Professor defende presença de representante de empregados dentro da empresa

Yara Aquino - Repórter da Agência Brasil

Em audiência pública hoje (16) na Comissão Especial da Reforma Trabalhista, na Câmara dos Deputados, debatedores abordaram temas como a previsão de que o acordo coletivo negociado prevaleça sobre a legislação e a eleição de representantes dos trabalhadores nas empresas para negociar acordos trabalhistas, além da possibilidade de a reforma gerar empregos.

O professor Hélio Zylberstajn, da Faculdade de Economia, Administração e Contabilidade da Universidade de São Paulo, disse que a regulamentação da representação dos trabalhadores no local de trabalho poderá ampliar o espaço para a negociação e solução de conflitos na empresa sem que seja necessário recorrer a instâncias externas.

Segundo Zylberstajn, esse modelo é adotado há décadas em diversos países. “No mundo inteiro - isso é muito antigo -, o sistema de relações de trabalho começa dentro da empresa. Essa é a chave para começar a administrar o conflito de trabalho no local de trabalho, deixar de jogar para fora a solução dos pequenos conflitos que ocorrem em uma empresa todos os dias.”
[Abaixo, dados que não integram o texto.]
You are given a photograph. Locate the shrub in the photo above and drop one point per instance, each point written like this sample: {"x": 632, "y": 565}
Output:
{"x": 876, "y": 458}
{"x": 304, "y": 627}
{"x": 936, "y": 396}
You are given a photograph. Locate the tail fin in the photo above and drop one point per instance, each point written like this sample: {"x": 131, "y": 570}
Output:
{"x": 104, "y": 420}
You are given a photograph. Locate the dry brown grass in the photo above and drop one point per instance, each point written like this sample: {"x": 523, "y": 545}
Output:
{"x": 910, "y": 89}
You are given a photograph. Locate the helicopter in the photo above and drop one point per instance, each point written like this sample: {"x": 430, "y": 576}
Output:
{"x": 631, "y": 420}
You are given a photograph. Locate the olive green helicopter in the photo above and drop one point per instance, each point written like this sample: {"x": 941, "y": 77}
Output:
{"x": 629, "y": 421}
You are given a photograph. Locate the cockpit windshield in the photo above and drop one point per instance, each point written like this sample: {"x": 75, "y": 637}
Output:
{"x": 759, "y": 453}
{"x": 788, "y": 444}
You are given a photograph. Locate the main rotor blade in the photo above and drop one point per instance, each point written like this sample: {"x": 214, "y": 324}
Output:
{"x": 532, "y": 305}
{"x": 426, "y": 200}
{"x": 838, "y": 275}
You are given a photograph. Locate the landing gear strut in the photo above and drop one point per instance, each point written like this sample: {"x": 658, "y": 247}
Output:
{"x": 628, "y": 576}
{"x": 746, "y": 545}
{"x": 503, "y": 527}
Para o professor, o sistema trabalhista brasileiro tem um viés de negação do conflito no ambiente da empresa, o que faz com que a solução seja frequentemente buscada fora, na Justiça do Trabalho. No entanto, ele diz que a forma de eleição do representante dos empregadores está mal definida no projeto. Na proposta em discussão na Câmara, o representante dos patrões terá o dever de atuar na conciliação de conflitos trabalhistas no âmbito da empresa, inclusive quanto ao pagamento de verbas trabalhistas, seja no curso do contrato do trabalho ou após a rescisão.

Zylberstajn criticou o fato de o texto do projeto listar os aspectos nos quais o acordo coletivo pode se sobrepor à legislação. Para ele, deveria ser o contrário. “O projeto tem uma lista do que pode ser negociado, e isso é uma contradição. Se a negociação é tão boa, por que limitá-la? Temos que incluir no projeto uma lista do que não pode ser negociado, como regras de segurança”, disse.

Crítica às motivações do projeto

O presidente da Associação Nacional dos Procuradores do Trabalho, Angelo Fabiano, rebateu argumentos apresentados pelo governo na proposição da reforma trabalhista. Segundo Fabiano, a reforma não vai gerar empregos, pois não foi uma possível rigidez da legislação trabalhista que trouxe a crise econômica e a perda de empregos. Para Fabiano, problemas enfrentados pelo Brasil, como a corrupção, fizeram com que os investidores perdessem a confiança no mercado interno brasileiro.

“Uma reforma adequada do sistema tributário traria de fato crescimento econômico. Entendemos que é uma situação muito mais complexa e que essa reforma não vai acarretar a geração de empregos. Para isso, deveria haver investimento em infraestutura, capacitação profissional, investimentos em educação”, acrescentou Fabiano.

Ele disse que, da forma como está, o texto da reforma trabalhista não vai ampliar a segurança jurídica para empregados e empregadores e poder gerar aumento do número de ações na justiça. “Da forma como o projeto está, vai aumentar sobremaneira o número de reclamações trabalhistas e ações civis públicas.”

Risco de precarização

A ministra do Tribunal Superior do Trabalho Delaíde Alves Miranda Arantes fez críticas à proposta do negociado sobre o legislado por considerar que pode prejudicar o trabalhador. “Precisamos refletir que o negociado sobre o legislado já existe e foi ampliado com a Constituição de 1988. A pretensão de agora é o negociado sobre o legislado em prejuízo dos trabalhadores porque, para negociar vantagens, ela já existe. Então o negociado sobre o legislado, objeto da proposta de reforma, é para precarizar.”

Delaíde Alves considera ainda que este não é o momento apropriado para fazer reformas. “Este é um momento em que se criticam e se questionam as três instituições pilares da democracia, e qualquer reforma neste momento virá em prejuízo dos trabalhadores e dos destinatários da proteção estatal”, disse.

O Projeto de Lei 6.787/2016 altera as regras da Consolidação das Leis do Trabalho (CLT) e outros dispositivos, possibilitando que, nas negociações entre patrão e empregado, os acordos coletivos tenham mais valor do que o previsto na legislação, permitindo, entre outros pontos, o parcelamento de férias e mudanças na jornada de trabalho.